Frequently Asked Questions about Montessori

  1. What is the purpose of the Montessori school?

    The purpose of Montessori is to help children develop within themselves the foundation for a lifetime of creative learning, i.e. to develop the basic ideas, attitudes and skills essential for success in school and in life; a thirst for learning, favorable attitudes toward school, habits of concentration, of basic functional creativity and originality.

  2. Who was Maria Montessori?

    Maria Montessori was an Italian physician and educator and the first woman to receive a medical degree in Italy. Born in 1870, she developed a psychologically rooted system for educating children. She devoted her life to this work and was honored and respected throughout the world at the time of her death in 1952.

  3. Why did she develop her special teaching method?

    Feeling that the young child has more potential for self learning than most educators realized, she began to develop this potential through a sensorial approach, (teaching the young child through his natural interest in exploring the world through his senses.

  4. What are "Sensitive Periods?"

    Senitive periods are Montessori's name for age periods when the child shows unusual capabilities in acquiring particular skills, The sensitive period for acquiring a sense of order is between 2 1/2 to 3 1/2 years of age for the average child. For precise movement and coordination, 2 1/2 to 4, which leads to reading and numbers at age 4 to 5.

  5. What is the Montessori method?

    The Montessori method is an approach to education which emphasizes the potential of the young child (under age five), and which attempts to develop by means of a prepared environment, utilizing specially trained teachers and uniquely designed learning materials and apparatus having an inherent appeal to the pre-school age child.

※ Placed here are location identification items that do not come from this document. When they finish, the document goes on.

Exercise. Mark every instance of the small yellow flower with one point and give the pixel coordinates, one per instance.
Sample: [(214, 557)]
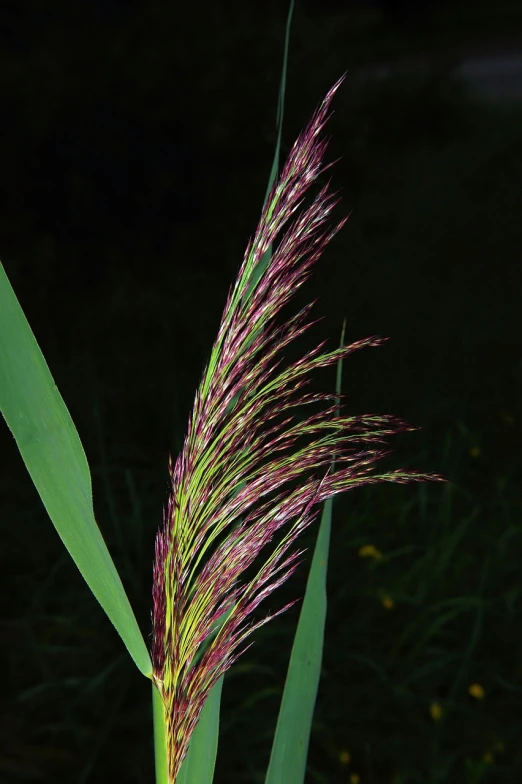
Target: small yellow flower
[(369, 551), (476, 691), (436, 711)]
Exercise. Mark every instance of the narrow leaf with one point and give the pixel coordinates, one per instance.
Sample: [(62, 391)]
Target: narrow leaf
[(292, 735), (53, 454)]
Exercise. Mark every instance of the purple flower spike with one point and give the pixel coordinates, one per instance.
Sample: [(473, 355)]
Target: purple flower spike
[(230, 492)]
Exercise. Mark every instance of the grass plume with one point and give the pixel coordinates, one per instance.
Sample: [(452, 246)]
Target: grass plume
[(230, 492)]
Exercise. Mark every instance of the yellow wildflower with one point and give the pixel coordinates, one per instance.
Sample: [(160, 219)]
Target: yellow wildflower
[(476, 691)]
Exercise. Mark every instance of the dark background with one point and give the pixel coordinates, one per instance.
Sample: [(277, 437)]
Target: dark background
[(137, 139)]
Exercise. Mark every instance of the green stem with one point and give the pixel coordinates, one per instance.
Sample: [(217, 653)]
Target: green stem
[(160, 738)]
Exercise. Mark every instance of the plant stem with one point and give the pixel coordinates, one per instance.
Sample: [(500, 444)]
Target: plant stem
[(160, 738)]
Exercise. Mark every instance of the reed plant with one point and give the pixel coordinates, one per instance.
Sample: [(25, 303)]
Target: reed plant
[(249, 479)]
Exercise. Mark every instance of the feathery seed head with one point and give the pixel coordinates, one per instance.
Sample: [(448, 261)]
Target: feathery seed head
[(229, 485)]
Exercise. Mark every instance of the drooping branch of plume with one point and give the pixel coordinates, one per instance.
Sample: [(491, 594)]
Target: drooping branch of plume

  6. What is the Montessori concept of discipline?

    Discipline is the prerequisite condition for learning. Montessori discipline is an "inner discipline", an inner control, which the child develops over his/her own behavior through working with the Montessori materials. Dr. Montessori noted that many so-called undisciplined children were frustrated due to the lack of proper stimulation and inadequate opportunity to achieve, She noted that they became happier and self-controlled after a period of time in a Montessori class in which they experienced challenging tasks absorbing their energies and resulting in a sense of achievement.

  7. At what age should a child enter Montessori?

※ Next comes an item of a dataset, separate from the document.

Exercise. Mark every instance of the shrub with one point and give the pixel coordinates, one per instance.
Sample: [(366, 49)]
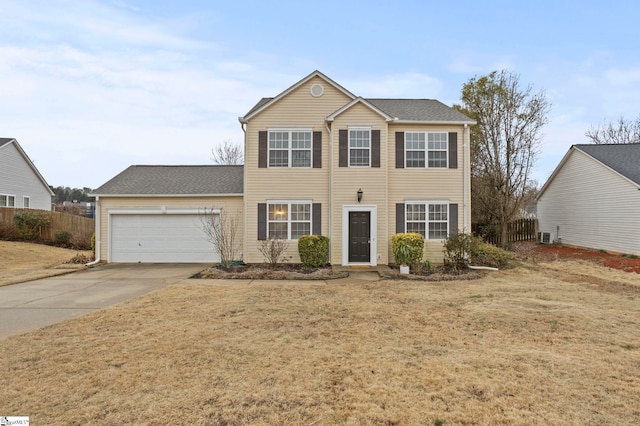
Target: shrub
[(408, 248), (62, 238), (30, 223), (313, 250), (458, 249)]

    Age 2 1/2 to 3 years old,

  8. What happens to children who transfer from a Montessori to a public or parochial school?

    It is usually recommended that an Achievement Test be given so as to assure proper placement of the children. After leaving the Montessori environment, the children may go directly to first grade. If they transfer at age 6 to 10 years old, they sometimes are advanced one year. Older children are much more suitable for transfer because many schools now make provisions for advanced pupils in higher grades. Much depends on the school, however, and each situation should be evaluated separately. Montessori children are quite adaptable since they have learned to work on their own without constant supervision.

  9. How large are Montessori classes?

    The ideal size of a Montessori class is 20. It is important that there not be too few pupils in a class; the teacher's job is not to "teach" in the usual sense, but to encourage the child to "learn how to learn."

  10. Is the child free to do what he chooses in the classroom?

    The child is free to move about the classroom to talk to other children, to work with any equipment whose purpose he/she understands, or to ask the teacher to introduce new material to him/her. S/he is not free to disturb other children at work or to abuse the equipment that is so important to his/her development.

  11. What does the teacher do?

    The teacher works with individual children, introduces materials, and gives guidance where needed. One of the primary tasks is careful observation of each child to determine their needs and to gain the knowledge the teacher needs in preparing the environment to aid the child's growth.

  12. What does Montessori do for the child?

    The goals of Montessori for children are several: it encourages self-discipline, self-knowledge, independence, and enthusiasm for learning an organized approach to problem-solving and academic skills.